Australia wants to produce hydrogen to store renewable energy.
The Australian government said recently that it will be providing half the funding for an AUD$15 million ($11 million) hydrogen production project that uses solar and wind energy. This project will be the nation’s biggest trial to produce the alternative fuel from renewable sources, which could serve as a back-up for gas supplies, Reuters reported.
The goal is to show that renewable hydrogen is a viable energy storage solution in Australia’s gas networks.
The hydrogen production project is being run by Jemena, an Australian gas pipeline company. Jemena intends to build a 500 kilowatt (kW) electrolyser in western Sydney. This electrolyser will use wind and solar power to split water into hydrogen and oxygen.

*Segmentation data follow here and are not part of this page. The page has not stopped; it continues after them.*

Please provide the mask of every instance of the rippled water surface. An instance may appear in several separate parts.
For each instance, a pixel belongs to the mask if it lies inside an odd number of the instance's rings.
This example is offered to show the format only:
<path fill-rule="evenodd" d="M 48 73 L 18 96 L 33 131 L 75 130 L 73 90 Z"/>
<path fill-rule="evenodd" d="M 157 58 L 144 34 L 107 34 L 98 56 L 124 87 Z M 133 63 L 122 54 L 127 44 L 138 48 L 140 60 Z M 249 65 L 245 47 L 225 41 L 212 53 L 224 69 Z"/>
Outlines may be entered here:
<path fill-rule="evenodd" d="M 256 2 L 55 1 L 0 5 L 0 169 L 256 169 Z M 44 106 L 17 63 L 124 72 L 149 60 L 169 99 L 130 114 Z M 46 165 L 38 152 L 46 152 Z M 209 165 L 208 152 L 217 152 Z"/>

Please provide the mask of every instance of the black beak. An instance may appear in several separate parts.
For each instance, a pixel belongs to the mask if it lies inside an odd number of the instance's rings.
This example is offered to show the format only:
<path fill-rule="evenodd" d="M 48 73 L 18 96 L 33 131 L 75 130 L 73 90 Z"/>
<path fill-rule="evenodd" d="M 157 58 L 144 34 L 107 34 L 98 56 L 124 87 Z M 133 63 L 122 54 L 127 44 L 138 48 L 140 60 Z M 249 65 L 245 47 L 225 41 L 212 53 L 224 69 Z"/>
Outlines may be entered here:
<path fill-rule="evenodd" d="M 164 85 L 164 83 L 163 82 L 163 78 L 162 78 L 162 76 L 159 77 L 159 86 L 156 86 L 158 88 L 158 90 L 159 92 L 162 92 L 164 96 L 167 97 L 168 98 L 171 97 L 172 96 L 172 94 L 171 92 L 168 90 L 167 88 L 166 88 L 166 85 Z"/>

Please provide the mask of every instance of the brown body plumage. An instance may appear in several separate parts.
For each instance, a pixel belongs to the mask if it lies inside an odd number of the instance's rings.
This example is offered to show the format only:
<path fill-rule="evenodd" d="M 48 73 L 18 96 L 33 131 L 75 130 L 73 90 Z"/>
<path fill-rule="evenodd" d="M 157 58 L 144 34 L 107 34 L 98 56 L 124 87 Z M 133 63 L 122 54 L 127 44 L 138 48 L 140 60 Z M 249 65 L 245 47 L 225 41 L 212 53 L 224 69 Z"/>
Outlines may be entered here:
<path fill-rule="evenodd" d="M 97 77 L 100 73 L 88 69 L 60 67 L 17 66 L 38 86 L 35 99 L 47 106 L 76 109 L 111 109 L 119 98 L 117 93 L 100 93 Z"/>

Once produced, the majority of the clean hydrogen will be injected into the local gas network. The goal is to show that renewable hydrogen could be utilized for energy storage in the country’s gas network, according to the Australian Renewable Energy Agency.
This hydrogen production project could play a key role in the country’s efforts to transition to renewables.
Additionally, some of the hydrogen that is generated will be utilized in a generator or produce energy for the grid. It may also be used for a hydrogen refueling station for vehicles powered by hydrogen fuel cells.
Storing renewable power as hydrogen in gas networks could prove to be more efficient than batteries, according to Jemena. The energy company says that hydrogen can be stored over week and months, while a surplus of renewable energy can be stored in batteries for only minutes or hours.
“As Australia transitions to renewable energy, hydrogen could play an important role as energy storage and also has the effect of decarbonizing the gas network with ‘green’ gas,” said Australian Renewable Energy Agency’s chief executive, Darren Miller.
In addition to this hydrogen production project for renewable energy storage, Japan’s Kawasaki Heavy Industries has made Australia the site for producing liquid hydrogen using brown coal. Moreover, Hydrogen Fuel News recently reported that Australia’s chief scientist believes that the country has the potential to become a hydrogen nation.